Semblable au pauvre Orphée, le nouvel Adam libéral est condamné à gravir le sentier escarpé du « Progrès » sans jamais pouvoir s’autoriser le moindre regard en arrière. Voudrait-il enfreindre ce tabou – « c’était mieux avant » – qu’il se verrait automatiquement relégué au rang de Beauf, d’extrémiste, de réactionnaire, tant les valeurs des gens ordinaires sont condamnées à n’être plus que l’expression d’un impardonnable « populisme ».

C’est que Gauche et Droite ont rallié le mythe originel de la pensée capitaliste : cette anthropologie noire qui fait de l’homme un égoïste par nature. La première tient tout jugement moral pour une discrimination potentielle, la seconde pour l’expression d’une préférence strictement privée. Fort de cette impossible limite, le capitalisme prospère, faisant spectacle des critiques censées le remettre en cause.

Michéa se sent ainsi plus proche des partisans de la démondialisation que des apôtres de la globalisation, même amendée par l’inévitable discours sur la régulation, qui n’est, selon lui, qu’une façon d’aménager socialement le capitalisme financier. C’est en ce sens que la Gauche « progressiste » est victime du Complexe d’Orphée.

Depuis “Impasse Adam Smith” (Climats, 2002), Michéa déconstruit la « religion du progrès » qui a égaré la Gauche, acculée de courir après les prétendues avancées de la modernité.
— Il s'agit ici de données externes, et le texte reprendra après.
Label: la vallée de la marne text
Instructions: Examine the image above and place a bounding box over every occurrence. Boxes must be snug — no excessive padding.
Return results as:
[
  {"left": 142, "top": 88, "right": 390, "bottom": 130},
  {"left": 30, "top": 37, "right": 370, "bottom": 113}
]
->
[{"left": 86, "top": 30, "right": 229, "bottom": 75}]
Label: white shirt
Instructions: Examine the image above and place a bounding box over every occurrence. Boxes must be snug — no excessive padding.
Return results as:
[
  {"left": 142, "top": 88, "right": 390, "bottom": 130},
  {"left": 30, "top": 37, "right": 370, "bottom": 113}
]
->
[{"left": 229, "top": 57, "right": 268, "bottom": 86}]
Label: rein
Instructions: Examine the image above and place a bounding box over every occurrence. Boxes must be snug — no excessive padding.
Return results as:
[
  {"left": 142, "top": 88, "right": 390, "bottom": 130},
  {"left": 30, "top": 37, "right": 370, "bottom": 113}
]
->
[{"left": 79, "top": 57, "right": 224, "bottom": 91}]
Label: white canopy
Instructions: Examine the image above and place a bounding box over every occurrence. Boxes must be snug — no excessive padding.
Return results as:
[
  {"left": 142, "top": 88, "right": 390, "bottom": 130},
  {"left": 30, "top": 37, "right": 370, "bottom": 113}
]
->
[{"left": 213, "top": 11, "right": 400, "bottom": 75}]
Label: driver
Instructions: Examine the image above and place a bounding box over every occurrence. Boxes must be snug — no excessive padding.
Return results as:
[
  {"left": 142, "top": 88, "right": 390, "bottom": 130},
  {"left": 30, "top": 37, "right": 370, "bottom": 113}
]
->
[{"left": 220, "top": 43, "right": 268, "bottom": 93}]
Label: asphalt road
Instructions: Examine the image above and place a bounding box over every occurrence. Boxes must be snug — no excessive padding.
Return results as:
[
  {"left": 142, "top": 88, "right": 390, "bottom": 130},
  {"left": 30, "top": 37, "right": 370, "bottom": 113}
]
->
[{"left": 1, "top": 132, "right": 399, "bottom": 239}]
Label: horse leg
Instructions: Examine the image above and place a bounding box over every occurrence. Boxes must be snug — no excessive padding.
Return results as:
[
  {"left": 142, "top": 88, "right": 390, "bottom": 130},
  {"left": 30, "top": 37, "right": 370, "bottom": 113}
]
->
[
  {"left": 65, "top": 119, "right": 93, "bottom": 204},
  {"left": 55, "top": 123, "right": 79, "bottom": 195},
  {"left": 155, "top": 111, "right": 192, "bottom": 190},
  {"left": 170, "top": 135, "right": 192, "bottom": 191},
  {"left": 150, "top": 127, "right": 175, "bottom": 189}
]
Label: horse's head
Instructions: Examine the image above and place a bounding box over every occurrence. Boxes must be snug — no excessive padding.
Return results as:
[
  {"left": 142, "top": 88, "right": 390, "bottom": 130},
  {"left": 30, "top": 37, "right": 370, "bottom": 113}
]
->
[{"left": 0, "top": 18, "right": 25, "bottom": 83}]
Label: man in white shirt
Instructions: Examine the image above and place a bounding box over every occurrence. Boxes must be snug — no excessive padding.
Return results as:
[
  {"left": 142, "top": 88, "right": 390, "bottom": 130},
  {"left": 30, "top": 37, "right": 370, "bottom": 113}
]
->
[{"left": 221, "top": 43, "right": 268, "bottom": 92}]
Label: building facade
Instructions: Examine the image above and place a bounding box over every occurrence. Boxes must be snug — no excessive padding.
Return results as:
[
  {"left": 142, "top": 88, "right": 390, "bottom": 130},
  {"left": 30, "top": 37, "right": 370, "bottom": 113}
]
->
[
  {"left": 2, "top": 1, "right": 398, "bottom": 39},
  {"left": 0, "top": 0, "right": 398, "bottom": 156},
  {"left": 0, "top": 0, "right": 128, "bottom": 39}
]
Car cette Gauche « moderne » déteste regarder dans le rétroviseur ou éprouver le moindre pincement de coeur pour le monde d’hier, qu’elle juge forcément « réac’ ».
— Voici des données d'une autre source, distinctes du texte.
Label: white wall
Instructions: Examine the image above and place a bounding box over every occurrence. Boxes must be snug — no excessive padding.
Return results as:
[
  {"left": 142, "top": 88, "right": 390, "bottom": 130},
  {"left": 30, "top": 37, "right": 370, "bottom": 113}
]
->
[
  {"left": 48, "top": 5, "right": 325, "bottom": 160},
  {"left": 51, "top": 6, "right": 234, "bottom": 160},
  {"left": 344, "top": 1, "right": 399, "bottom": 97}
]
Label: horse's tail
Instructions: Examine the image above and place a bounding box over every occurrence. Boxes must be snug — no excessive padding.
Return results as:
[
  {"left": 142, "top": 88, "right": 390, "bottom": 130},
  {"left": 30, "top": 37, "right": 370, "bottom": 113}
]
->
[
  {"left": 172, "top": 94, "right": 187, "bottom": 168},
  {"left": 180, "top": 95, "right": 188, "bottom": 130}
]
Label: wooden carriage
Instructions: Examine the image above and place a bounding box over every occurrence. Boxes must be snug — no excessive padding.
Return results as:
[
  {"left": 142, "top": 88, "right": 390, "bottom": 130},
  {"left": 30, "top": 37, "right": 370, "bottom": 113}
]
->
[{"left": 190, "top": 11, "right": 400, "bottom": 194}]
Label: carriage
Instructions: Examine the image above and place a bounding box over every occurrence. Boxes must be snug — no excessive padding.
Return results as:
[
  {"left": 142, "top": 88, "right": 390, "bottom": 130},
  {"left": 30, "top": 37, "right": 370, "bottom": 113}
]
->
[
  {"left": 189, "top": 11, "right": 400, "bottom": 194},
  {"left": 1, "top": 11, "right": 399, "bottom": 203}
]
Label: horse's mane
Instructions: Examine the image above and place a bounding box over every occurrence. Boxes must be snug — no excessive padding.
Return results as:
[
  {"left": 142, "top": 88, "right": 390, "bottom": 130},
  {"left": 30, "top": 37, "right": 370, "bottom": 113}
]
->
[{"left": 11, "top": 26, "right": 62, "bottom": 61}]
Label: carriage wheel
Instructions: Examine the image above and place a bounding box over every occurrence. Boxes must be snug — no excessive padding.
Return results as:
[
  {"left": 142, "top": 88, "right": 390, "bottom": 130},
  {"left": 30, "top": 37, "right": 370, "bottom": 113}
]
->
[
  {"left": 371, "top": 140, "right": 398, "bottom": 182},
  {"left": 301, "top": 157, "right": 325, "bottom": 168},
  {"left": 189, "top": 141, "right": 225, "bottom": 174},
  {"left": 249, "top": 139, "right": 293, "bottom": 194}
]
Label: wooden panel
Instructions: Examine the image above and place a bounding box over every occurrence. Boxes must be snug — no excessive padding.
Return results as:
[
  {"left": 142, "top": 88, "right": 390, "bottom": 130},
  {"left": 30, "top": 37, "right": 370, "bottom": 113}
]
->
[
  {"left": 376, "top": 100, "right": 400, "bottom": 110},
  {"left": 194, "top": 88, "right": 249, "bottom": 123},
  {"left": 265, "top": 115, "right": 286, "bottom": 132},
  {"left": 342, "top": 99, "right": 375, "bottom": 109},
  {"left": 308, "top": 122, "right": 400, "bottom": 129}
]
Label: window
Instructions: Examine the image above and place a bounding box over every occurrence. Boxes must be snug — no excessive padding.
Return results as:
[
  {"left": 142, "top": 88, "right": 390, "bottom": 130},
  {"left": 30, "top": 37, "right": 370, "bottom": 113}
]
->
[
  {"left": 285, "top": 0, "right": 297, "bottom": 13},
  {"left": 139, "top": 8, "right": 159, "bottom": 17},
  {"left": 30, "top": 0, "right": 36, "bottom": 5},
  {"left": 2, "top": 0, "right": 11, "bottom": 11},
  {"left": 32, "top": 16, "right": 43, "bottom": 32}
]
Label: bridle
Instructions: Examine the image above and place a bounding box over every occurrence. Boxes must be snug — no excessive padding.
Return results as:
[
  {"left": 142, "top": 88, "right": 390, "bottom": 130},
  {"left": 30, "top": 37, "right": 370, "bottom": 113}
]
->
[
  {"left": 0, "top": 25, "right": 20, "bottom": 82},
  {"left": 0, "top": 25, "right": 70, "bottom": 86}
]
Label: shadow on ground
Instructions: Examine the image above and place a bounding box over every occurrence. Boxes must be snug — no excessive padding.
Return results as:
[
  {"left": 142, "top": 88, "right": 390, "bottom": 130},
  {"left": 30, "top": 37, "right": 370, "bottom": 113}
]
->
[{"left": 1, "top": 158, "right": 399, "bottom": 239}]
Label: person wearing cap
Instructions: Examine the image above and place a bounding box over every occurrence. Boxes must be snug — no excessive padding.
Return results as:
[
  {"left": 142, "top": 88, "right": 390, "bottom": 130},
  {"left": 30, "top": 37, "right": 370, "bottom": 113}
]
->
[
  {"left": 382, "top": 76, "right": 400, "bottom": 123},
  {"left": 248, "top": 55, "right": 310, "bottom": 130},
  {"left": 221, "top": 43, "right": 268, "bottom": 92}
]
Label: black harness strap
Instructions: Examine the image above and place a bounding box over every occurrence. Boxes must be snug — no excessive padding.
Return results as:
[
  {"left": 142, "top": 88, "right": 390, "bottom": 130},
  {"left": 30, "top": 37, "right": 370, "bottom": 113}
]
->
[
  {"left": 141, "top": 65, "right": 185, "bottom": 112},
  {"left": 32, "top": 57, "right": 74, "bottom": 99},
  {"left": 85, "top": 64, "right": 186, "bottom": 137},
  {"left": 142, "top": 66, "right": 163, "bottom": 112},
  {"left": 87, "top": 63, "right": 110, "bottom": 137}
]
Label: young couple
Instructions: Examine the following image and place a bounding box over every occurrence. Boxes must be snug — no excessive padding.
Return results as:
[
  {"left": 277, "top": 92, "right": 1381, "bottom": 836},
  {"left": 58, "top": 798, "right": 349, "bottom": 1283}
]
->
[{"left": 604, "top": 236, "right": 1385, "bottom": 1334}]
« A l’image du roi Midas, mort de pouvoir tout transformer en or, il semble donc que les élites globales du libéralisme moderne soient désormais philosophiquement prêtes, pour satisfaire leur cupidité, à détruire jusqu’aux conditions même de leur propre survie.»

Comment s’est opérée cette double césure morale et politique ? Comment la Gauche a-t-elle abandonné l’ambition d’une société décente qui était celle des premiers socialistes ?

Jean-Claude Michéa n’a pas attendu l’affaire du Sofitel de New York pour se démarquer de la « Gauche DSK ». Sa philosophie politique des gens ordinaires est en effet bien éloignée des analyses du think-tank Terra Nova, dirigé par Olivier Ferrand, proche de l’ancien directeur du Fonds monétaire international. Ferrand suggérait récemment à tout futur candidat socialiste à la présidentielle de cibler électoralement les classes moyennes supérieures plutôt que les classes populaires, considérées comme irréductiblement réactionnaires – slogan possible : « Plutôt les bobos que les prolos » (…)

Jeunisme, sans-frontiérisme, béatitude néotechnologique, ringardisation des vieux et de la culture populaire, rien n’illustrerait mieux cette Gauche que les postures des Inrockuptibles, de Libération ou du Grand journal de Canal+ qui célèbre la transgression publicitaire et la subversion subventionnée, et ridiculise un peuple aux nappes à carreaux et aux cheveux gras, mis en scène par les Deschiens et autres humoristes au conformisme prétendument « décalé ».

« […] La Gauche du XXe siècle a sa mystique particulière – qui s’est trouvé progressivement remis en cause, au début des années 1980, à mesure que s’imposait partout l’idée que toute tentative de rompre avec le capitalisme (c’est-à-dire avec un système qui soumet la vie des gens ordinaires au bon vouloir des minorités privilégiées qui contrôlent le capital et l’information) ne pouvait conduire qu’au totalitarisme et au goulag.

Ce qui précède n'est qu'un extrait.